Factorial running time

Question

When analyzing some code I've written, I've come up with the following recursive equation for its running time -

T(n) = n*T(n-1) + n! + O(n^2).

Initially, I assumed that O((n+1)!) = O(n!), and therefore I solved the equation like this -

T(n) = n! + O(n!) + O(n^3) = O(n!)

Reasoning that even had every recursion yielded another n! (instead of (n-1)!, (n-2)! etc.), it would still only come up to n*n! = (n+1)! = O(n!). The last argument is due to sum of squares.

But, after thinking about it some more, I'm not sure my assumption that O((n+1)!) = O(n!) is correct, in fact, I'm pretty sure it isn't.

If I am right in thinking I made a wrong assumption, I'm not really sure how to actually solve the above recursive equation, since there is no formula for the sum of factorials...

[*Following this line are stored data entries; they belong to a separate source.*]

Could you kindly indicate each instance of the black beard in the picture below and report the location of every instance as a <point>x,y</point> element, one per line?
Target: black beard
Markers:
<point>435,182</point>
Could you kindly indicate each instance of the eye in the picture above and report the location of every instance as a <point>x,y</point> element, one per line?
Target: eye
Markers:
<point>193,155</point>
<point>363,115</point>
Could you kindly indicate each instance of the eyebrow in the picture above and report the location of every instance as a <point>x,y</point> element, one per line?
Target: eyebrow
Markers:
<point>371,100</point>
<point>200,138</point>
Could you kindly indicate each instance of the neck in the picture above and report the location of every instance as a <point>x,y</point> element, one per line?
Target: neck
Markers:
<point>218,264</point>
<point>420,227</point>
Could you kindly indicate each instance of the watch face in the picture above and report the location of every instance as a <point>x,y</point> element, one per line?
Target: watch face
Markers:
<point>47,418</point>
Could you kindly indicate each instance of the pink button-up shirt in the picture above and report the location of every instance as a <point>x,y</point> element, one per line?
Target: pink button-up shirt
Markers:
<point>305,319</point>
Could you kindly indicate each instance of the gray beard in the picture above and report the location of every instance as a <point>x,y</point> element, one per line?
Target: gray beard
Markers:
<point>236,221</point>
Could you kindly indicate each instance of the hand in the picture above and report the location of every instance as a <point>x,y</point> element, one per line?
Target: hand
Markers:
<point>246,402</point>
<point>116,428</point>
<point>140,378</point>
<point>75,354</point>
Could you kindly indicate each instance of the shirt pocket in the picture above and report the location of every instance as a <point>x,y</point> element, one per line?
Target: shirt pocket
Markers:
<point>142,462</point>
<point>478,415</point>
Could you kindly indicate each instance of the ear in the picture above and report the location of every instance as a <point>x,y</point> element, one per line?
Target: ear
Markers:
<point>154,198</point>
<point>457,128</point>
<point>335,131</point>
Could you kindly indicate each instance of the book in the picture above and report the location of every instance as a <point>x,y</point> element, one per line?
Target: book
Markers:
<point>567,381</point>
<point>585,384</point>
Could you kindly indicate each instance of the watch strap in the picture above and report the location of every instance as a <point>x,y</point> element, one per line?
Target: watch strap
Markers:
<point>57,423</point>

Any guidance would be much appreciated.

Thank you!!!

Answer 1

Since you're looking at run-time, I assume O(n^2) is meant to be the number of operations on that term. Under that assumption, n! can be computed in O(n) time (1*2*3*...*n). So, it can be dropped in comparison to the O(n^2) term. T(n-1) is then computed in approximately O((n-1)^2) time which is roughly O(n^2). Putting it all together you have something which runs in

O(n^2) + O(n) + O(n^2)

resulting in an O(n^2) algorithm.